Casi 30 años después, Vispute y col. (2013) desarrollaron un estudio con el mismo propósito. En esta ocasión 24 sujetos sedentarios (14 hombres y 10 mujeres), entre 18 y 40 años, fueron asignados aleatoriamente a 1 de los siguientes 2 grupos: grupo de control o grupo de ejercicio abdominal, ambos bajo una dieta isocalórica. El grupo que realizó el entrenamiento realizó 7 ejercicios abdominales, con 2 series de 10 repeticiones durante 5 días/semana en el periodo de 6 semanas. Un total de 4200 abdominales. El resultado es similar al del estudio anterior, no hubo diferencias significativas entre el grupo que realizó el ejercicio abdominal con el grupo control que no entrenó.

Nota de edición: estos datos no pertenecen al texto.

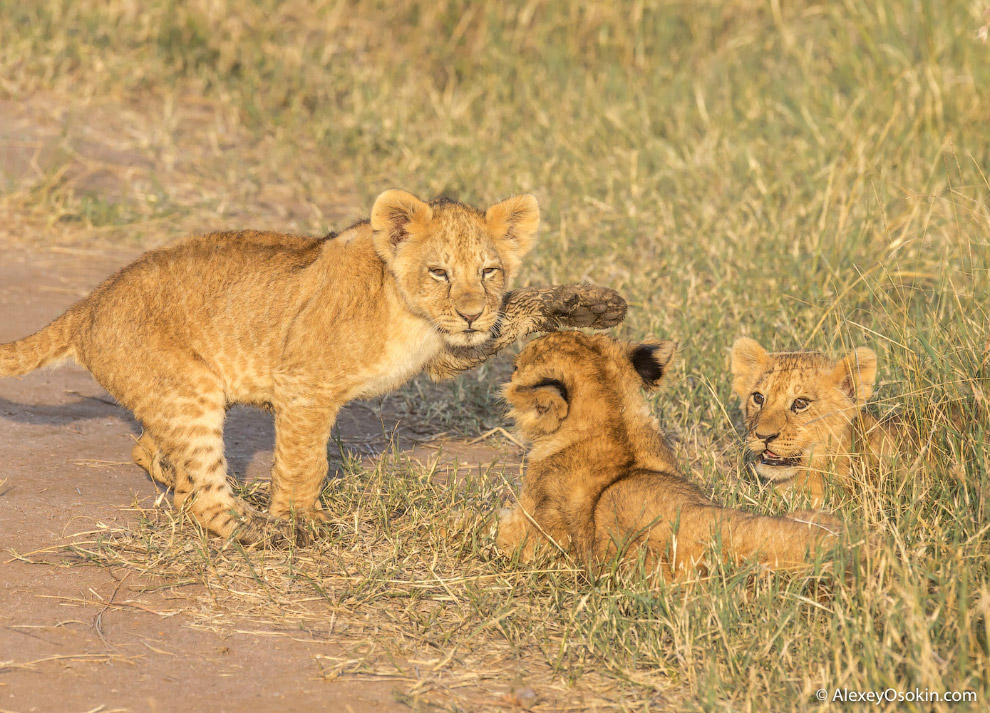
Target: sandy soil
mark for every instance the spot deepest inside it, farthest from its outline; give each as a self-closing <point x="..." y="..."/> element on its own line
<point x="85" y="638"/>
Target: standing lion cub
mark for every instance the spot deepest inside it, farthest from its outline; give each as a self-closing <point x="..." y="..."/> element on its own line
<point x="301" y="325"/>
<point x="601" y="479"/>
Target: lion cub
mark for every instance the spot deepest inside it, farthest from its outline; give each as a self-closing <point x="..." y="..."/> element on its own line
<point x="804" y="414"/>
<point x="301" y="325"/>
<point x="601" y="479"/>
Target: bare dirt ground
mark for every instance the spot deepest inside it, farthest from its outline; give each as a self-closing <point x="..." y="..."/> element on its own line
<point x="89" y="638"/>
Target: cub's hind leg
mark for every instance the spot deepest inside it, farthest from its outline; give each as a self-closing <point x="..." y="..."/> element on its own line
<point x="183" y="446"/>
<point x="301" y="435"/>
<point x="148" y="455"/>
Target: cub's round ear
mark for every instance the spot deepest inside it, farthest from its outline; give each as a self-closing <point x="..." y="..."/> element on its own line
<point x="395" y="216"/>
<point x="749" y="360"/>
<point x="856" y="373"/>
<point x="539" y="409"/>
<point x="651" y="359"/>
<point x="513" y="224"/>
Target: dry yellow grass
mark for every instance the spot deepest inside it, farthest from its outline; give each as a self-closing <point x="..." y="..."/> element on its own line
<point x="812" y="174"/>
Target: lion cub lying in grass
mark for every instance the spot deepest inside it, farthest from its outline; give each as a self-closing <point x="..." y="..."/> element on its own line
<point x="301" y="325"/>
<point x="601" y="479"/>
<point x="804" y="414"/>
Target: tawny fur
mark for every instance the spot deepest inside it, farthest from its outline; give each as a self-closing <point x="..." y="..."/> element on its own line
<point x="601" y="479"/>
<point x="302" y="326"/>
<point x="804" y="415"/>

Imagen 2. Protocolo de ejercicio abdominal realizado en el estudio de Vispute y col.

Pérdida de grasa localizada y extremidades

El estudio de Stallknecht y col. (2007), mostraba como existía bajo su protocolo de intervención, una reducción de grasa localizada en una extremidad, pero otros estudios señalan lo contrario.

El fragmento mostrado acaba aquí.